How to synchronize OpenLDAP and Samba4?

campos

8/9/24, 6:18 PM

I have a samba 4 domain with internal LDAP. Now the need arose to copy OpenLDAP users and passwords to this domain. This copy must be made synchronously every time there is a change in OpenLDAP. Reading some links, I understood that copying the password is difficult due to incompatibilities.

Looking on the internet I saw that there is a service called SSSD. Can it be used by Samba 4 to read OpenLDAP users effectively? If not, is there another alternative? Can you point me to materials?

Links:

Migrating LDAP user and password to SAMBA4 AD

0 + 5

openldap

samba4

sssd

kab00m

8/9/24, 9:43 PM

Both OpenLDAP and samba LDAP support same protocol. You can make a script accessing both and do the job. This may work if you have both userPassword and sambaNTPassword in your OpenLDAP directory.

campos

8/10/24, 4:22 PM

@kab00m So I don't know how to do this translation between types of passwords.

kab00m

8/10/24, 7:20 PM

It depends, but in common case you don't have to. Both directories have them stored in same way.

campos

8/10/24, 7:41 PM

@kab00m There seems to be a mismatch between password encryptions.
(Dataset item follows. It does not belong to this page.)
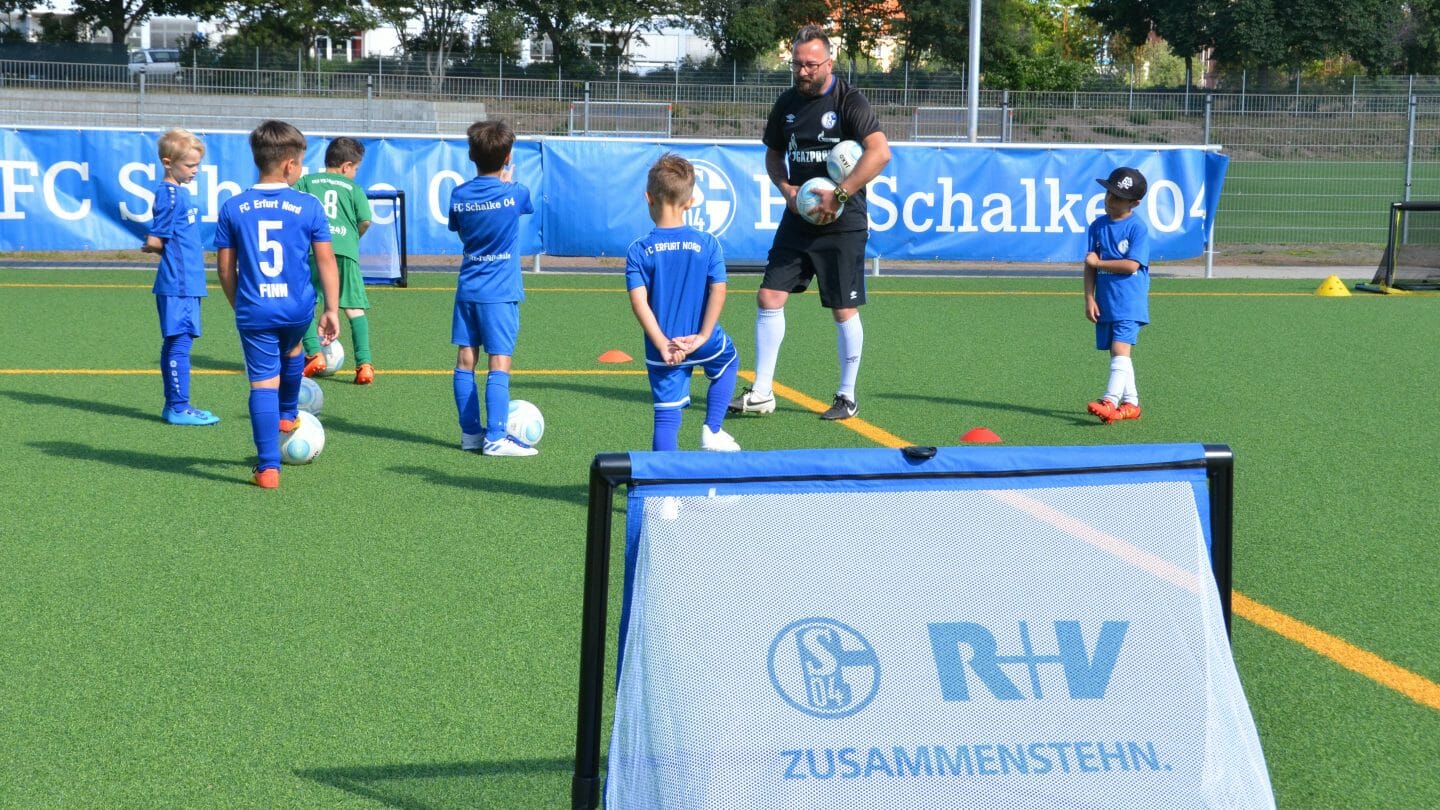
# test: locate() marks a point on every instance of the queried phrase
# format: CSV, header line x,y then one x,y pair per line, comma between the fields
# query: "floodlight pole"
x,y
974,90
So I can't import password from OpenLDAP to Samba4.

kab00m

8/10/24, 9:42 PM

You need to be more specific about whole task and problems you experience.

Elon Musk

I sit in a Tesla and translated this thread with Ai:

EN: How to synchronize OpenLDAP and Samba4?

Post an answer

Most people don’t grasp that asking a lot of questions unlocks learning and improves interpersonal bonding. In Alison’s studies, for example, though people could accurately recall how many questions had been asked in their conversations, they didn’t intuit the link between questions and liking. Across four studies, in which participants were engaged in conversations themselves or read transcripts of others’ conversations, people tended not to realize that question asking would influence—or had influenced—the level of amity between the conversationalists.